Charles (sic) [ David], it's Kim. I would point to the number Kristin shared in our successful upfront tied to the 40% growth in our digital advertising, which really aligns actually -- aligns and includes that 850,000 ad-supported Charter subscribers. We continue to kind of expand the inventory we have through our partners of AMC+. So we really continue down the road of focusing on making our inventory digitally or dynamically ad inserted, which actually allows us an opportunity to cross-sell across all our platforms, including CTV, our streaming services that are ad-supported, which we continue to add to with Shudder ad-supported coming shortly. It's just -- it's growing that overall pool, and that will align over time.

Operator

Operator

[Operator Instructions] Our next question comes from the line of Steven Cahall of Wells Fargo.

Steven Cahall

Analyst

I wanted to ask about advertising as well. So you talked about the growth in the FAST channels. I was wondering if you could give us the percentage of either domestic or total advertising revenue you're now recognizing from those FAST channels just so we get the relative size as it grows. And then just on the upfront, we've heard from some peers that at least entertainment linear pricing might have been down year-on-year. So I was wondering if you could give us any color there. And then finally, you talked about streaming revenue as your biggest revenue bucket. Can you just confirm if that's subscription and advertising? And if we compare streaming subscription and advertising to linear subscription and advertising, is streaming now bigger, which I think would be a big turning point.

Patrick OConnell

Analyst

Steven, it's Patrick. I'll do the third piece first, and I'll flip it over to Kim on the advertising side of the business. Our streaming revenue is streaming revenue only. There's not the digital advertising embedded in that. So that's -- you can call it kind of a clean or pure number. Obviously, we've got a number of products in the market from an ad-supported basis, but those dollars get captured in our advertising dollars, not the streaming dollars. So hopefully, that clears up.

Kimberly Kelleher

Analyst

And I would just mention, as Kristin pointed out in her comments, we do have -- we have 33 FAST channels now across 22 platforms with over 250 global feeds, and that's creating a great deal of streaming digital inventory for us. We don't break that out, Steven. That's included in the overall digital inventory that we sell cross-platform. But what I would add is this is not just an advertising venture for us. We look at the FAST and AVOD marketplaces as an opportunity for us to garner interest for our programming with early seasons that actually help drive awareness and promotion and marketing towards our streaming services. So the majority of the new FAST channels we've launched recently are channels that actually sample our targeted streaming services like Acorn Mysteries or Scares by Shudder or ALLBLK Gems. These services samples the -- sample content from our streaming services and give us an opportunity to drive that kind of noncord connected audience to our streaming services directly.

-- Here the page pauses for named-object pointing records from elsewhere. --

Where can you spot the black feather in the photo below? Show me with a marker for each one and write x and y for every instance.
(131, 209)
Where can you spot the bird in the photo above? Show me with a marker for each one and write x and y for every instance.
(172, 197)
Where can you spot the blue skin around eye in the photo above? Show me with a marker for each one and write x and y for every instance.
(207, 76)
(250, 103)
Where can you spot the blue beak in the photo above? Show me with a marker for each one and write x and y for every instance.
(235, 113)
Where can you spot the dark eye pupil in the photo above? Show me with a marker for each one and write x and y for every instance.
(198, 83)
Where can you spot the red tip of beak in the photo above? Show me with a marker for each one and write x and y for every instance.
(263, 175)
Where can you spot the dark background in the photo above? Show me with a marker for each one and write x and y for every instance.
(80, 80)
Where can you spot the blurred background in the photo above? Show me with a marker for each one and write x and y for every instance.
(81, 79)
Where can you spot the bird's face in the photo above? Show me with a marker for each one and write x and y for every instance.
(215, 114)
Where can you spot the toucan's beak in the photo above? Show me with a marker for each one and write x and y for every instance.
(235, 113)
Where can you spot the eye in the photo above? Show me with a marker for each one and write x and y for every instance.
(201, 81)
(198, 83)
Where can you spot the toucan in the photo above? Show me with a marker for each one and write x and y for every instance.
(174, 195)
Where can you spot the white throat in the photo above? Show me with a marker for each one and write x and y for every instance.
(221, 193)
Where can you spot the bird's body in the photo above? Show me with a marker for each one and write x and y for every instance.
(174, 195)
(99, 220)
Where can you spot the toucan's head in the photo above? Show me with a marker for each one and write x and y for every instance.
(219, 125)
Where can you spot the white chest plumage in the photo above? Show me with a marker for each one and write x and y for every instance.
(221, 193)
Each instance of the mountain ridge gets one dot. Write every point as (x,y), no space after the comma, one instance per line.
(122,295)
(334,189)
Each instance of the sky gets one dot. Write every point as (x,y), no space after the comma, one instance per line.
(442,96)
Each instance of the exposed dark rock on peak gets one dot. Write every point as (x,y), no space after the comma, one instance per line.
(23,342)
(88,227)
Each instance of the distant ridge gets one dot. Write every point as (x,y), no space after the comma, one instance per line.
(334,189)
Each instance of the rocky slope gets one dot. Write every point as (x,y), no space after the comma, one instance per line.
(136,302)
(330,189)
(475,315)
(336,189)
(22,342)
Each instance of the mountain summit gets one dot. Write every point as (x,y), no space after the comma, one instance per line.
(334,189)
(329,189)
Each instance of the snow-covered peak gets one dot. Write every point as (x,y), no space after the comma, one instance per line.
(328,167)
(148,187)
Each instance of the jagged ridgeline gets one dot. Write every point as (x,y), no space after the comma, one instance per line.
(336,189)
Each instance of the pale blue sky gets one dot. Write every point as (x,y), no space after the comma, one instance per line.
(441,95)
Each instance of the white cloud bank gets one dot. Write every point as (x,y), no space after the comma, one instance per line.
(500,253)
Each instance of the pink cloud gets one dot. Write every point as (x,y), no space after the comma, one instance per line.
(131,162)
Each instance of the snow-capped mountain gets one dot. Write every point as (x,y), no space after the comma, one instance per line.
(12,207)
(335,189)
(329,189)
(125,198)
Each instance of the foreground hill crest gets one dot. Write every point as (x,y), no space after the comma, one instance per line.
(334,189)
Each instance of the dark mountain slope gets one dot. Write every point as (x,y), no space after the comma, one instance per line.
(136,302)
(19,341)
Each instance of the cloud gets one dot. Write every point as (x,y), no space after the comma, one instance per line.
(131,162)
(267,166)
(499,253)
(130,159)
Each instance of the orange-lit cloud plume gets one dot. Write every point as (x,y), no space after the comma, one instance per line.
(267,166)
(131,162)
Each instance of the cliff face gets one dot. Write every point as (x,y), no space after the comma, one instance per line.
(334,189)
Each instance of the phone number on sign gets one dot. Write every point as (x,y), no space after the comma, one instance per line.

So we're really seeing them beyond just an advertising generator, but more of a marketing and promotional opportunity for us in streaming.

Kristin Dolan

Analyst

And I would just add we have one partner right now who's trialing with us the opportunity to click through a FAST channel to purchase the corresponding TSVOD. So that's an interesting experiment for us. So it goes beyond just using FAST as a barker channel. It's actually an interactive mechanism to purchase the correlated streaming service. So we're excited about that and hoping for some positive results.

Operator

Operator

This concludes the question-and-answer session. I would like to turn it back to Nick Seibert for closing remarks.

Nicholas Seibert

Analyst

Thank you, everyone, for joining us this morning. We appreciate you giving us the time and your continued interest in AMC Networks. Have a nice day.

Operator

Operator

Thank you for your participation in today's conference. This concludes the program. You may now disconnect.